Historically, combo guards have been viewed as difficult for coaches to fit into an offensive system; however, combo guards have more recently become an important part of basketball, especially in the NBA. Dwyane Wade, a shooting guard with point-guard-like ball handling, led the Miami Heat to their first-ever NBA Championship in 2006, and won the Finals MVP award for the same championship series. In addition, the shift in the sport from a fundamental-driven style of play to a more scoring-oriented one means that the inferior passing ability of such guards is not viewed as a serious detriment. This shift is in part explained by hand-checking rules instituted by the NBA in 2007, which makes it a foul for a defender to use his hands to impede an offensive player. This allowed many smaller, weaker combo guards to use their speed to drive around stronger, taller players. In fact, many shorter young players (6' 2" or shorter) focus on developing their scoring abilities, whereas previously they would have to be proper point guards with the innate ability to pass to succeed in the professional leagues. For example, Allen Iverson is 6' 0" (1.83 m) tall, but given his shoot-first mentality, despite his exceptional ball-handling skills, he started playing as a shooting guard. He was rated as the fifth-greatest shooting guard of all time by ESPN in 2008. Other examples of combo guards are Jerry West, Jason Terry, Monta Ellis, Bradley Beal, Lou Williams, Marcus Smart, Victor Oladipo, Zach LaVine, Jamal Murray, Jrue Holiday, Joe Dumars, and Jeff Hornacek.

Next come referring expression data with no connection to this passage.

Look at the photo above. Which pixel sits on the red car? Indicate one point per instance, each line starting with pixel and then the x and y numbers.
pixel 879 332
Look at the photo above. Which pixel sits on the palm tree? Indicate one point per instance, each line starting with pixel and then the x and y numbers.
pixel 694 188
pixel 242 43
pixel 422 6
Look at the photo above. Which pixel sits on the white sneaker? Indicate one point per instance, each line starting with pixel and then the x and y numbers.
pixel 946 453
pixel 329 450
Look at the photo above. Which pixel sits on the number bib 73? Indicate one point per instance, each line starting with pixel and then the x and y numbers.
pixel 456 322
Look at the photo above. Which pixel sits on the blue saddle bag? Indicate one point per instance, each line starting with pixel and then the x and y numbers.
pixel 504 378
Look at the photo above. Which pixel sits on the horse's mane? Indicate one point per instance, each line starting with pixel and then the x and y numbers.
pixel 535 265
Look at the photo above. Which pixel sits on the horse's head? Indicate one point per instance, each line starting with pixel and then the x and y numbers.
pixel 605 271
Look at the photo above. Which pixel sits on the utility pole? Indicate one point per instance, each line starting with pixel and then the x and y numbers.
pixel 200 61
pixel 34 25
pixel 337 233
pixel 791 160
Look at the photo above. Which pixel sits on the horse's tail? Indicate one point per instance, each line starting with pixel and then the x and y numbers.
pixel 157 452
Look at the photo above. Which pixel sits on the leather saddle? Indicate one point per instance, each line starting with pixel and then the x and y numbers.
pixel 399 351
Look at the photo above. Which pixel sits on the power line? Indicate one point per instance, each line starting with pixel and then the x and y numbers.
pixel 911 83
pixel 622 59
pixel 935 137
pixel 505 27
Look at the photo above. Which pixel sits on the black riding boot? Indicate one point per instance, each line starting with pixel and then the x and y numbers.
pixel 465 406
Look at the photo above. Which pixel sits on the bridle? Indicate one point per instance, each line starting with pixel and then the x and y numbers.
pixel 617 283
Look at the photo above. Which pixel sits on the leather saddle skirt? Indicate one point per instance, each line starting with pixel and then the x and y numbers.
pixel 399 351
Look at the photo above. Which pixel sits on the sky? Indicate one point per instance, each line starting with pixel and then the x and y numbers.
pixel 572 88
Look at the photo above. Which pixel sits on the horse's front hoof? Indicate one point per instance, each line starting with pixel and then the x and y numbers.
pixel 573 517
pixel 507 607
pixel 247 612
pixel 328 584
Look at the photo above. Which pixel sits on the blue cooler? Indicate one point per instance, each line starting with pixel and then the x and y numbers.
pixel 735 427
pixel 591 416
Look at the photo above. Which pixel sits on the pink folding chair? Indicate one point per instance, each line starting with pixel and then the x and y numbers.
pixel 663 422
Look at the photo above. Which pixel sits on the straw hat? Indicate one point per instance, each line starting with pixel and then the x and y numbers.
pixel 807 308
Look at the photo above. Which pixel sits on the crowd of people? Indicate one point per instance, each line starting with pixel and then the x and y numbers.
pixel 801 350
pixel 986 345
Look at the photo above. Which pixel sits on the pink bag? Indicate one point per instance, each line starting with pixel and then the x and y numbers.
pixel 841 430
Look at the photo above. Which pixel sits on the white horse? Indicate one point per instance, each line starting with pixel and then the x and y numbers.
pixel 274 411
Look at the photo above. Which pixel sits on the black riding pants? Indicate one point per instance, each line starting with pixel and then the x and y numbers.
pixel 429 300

This is in contrast to "true" (or "pure") point guards such as Magic Johnson, John Stockton, Isiah Thomas, Steve Nash, Jason Kidd, Chris Paul, Rajon Rondo, John Wall, Kevin Johnson, and Ricky Rubio. These players exhibit a pass-first mentality, value assists and steals over points, and embrace the responsibility of playmaker rather than finisher. They conform to the perception that a point guard's duties are to direct the offense, distribute the ball, create scoring opportunities for others, and attempt the shot only if there are no open teammates to be found.

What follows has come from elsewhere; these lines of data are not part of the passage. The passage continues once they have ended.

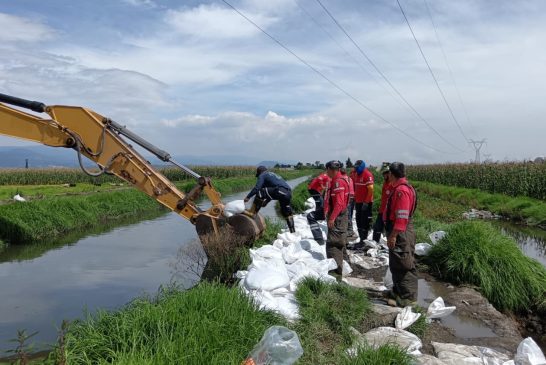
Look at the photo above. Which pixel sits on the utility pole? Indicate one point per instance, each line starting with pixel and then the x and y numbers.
pixel 477 147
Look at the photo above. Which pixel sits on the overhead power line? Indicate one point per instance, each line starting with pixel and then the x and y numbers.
pixel 447 63
pixel 331 82
pixel 386 78
pixel 432 73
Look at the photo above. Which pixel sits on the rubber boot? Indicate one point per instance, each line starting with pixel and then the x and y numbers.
pixel 257 204
pixel 290 223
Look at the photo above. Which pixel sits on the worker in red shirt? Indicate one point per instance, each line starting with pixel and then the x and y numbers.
pixel 335 209
pixel 350 205
pixel 379 225
pixel 400 207
pixel 363 181
pixel 317 188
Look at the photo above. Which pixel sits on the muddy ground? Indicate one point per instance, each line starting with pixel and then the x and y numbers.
pixel 474 322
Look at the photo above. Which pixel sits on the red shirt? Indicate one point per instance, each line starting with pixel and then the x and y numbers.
pixel 363 185
pixel 319 183
pixel 337 196
pixel 402 203
pixel 385 192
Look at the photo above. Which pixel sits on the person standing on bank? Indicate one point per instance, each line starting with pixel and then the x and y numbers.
pixel 317 188
pixel 351 204
pixel 271 186
pixel 335 208
pixel 401 205
pixel 379 225
pixel 363 181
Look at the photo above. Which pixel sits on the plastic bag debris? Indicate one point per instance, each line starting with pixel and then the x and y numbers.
pixel 529 353
pixel 278 346
pixel 19 198
pixel 406 318
pixel 436 236
pixel 452 353
pixel 383 335
pixel 234 207
pixel 422 249
pixel 438 309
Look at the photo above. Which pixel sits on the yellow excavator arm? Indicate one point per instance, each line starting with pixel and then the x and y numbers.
pixel 102 140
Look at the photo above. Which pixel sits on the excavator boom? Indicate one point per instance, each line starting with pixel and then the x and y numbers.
pixel 102 140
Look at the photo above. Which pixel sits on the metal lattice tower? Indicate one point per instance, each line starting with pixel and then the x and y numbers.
pixel 477 147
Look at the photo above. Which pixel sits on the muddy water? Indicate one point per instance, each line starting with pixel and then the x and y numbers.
pixel 532 241
pixel 463 327
pixel 101 270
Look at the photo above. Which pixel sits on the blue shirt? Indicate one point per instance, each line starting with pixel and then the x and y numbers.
pixel 268 179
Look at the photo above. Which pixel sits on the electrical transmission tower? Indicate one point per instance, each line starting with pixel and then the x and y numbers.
pixel 477 147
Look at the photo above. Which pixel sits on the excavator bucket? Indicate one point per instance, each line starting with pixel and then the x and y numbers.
pixel 248 228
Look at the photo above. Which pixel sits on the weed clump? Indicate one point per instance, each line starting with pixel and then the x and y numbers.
pixel 478 254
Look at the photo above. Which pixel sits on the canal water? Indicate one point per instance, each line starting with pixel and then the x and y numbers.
pixel 42 285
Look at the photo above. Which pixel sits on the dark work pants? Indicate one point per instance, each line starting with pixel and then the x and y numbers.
pixel 336 242
pixel 363 219
pixel 402 264
pixel 316 215
pixel 378 227
pixel 351 208
pixel 281 194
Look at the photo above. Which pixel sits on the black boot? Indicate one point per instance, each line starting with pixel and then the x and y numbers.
pixel 290 223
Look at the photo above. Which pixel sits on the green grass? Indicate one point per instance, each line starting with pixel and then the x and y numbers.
pixel 327 311
pixel 389 354
pixel 530 211
pixel 209 324
pixel 476 253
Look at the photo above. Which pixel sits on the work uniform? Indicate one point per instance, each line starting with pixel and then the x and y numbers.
pixel 379 225
pixel 399 209
pixel 363 201
pixel 271 186
pixel 335 208
pixel 317 188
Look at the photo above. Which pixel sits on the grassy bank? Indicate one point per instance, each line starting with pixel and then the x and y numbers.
pixel 216 324
pixel 528 210
pixel 476 253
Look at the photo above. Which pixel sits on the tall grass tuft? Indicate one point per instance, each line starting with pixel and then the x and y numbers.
pixel 209 324
pixel 388 354
pixel 476 253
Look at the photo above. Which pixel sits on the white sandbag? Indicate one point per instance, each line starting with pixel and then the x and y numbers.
pixel 346 269
pixel 436 236
pixel 422 249
pixel 289 238
pixel 234 207
pixel 266 252
pixel 438 309
pixel 294 252
pixel 406 318
pixel 19 198
pixel 387 335
pixel 529 353
pixel 266 275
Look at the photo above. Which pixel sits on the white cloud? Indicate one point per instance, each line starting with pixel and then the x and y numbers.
pixel 215 22
pixel 19 29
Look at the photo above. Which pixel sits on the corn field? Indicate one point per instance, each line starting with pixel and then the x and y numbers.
pixel 509 178
pixel 68 176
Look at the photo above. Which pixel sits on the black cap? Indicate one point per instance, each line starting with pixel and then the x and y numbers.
pixel 333 165
pixel 397 169
pixel 260 169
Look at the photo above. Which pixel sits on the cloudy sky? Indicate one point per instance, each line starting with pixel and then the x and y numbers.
pixel 196 78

Some players, for example James Harden, Devin Booker, Manu Ginóbili, Tyreke Evans, Shaun Livingston, Jordan Clarkson, have the requisite size for a shooting guard (6' 5" or taller), but due to their at least above-average ball-handling and playmaking ability, are used as combo guards or even as swingmen.

In the Euroleague, the most notable examples are Vassilis Spanoulis, who has led his team to 3 Euroleague championships, and Sergio Llull, who has led Real Madrid to win 2 Euroleagues and nearly joined Houston Rockets on 2015 before signing renewal with his lifelong team. Other examples include American-born Macedonian player, Lester "Bo" McCalebb.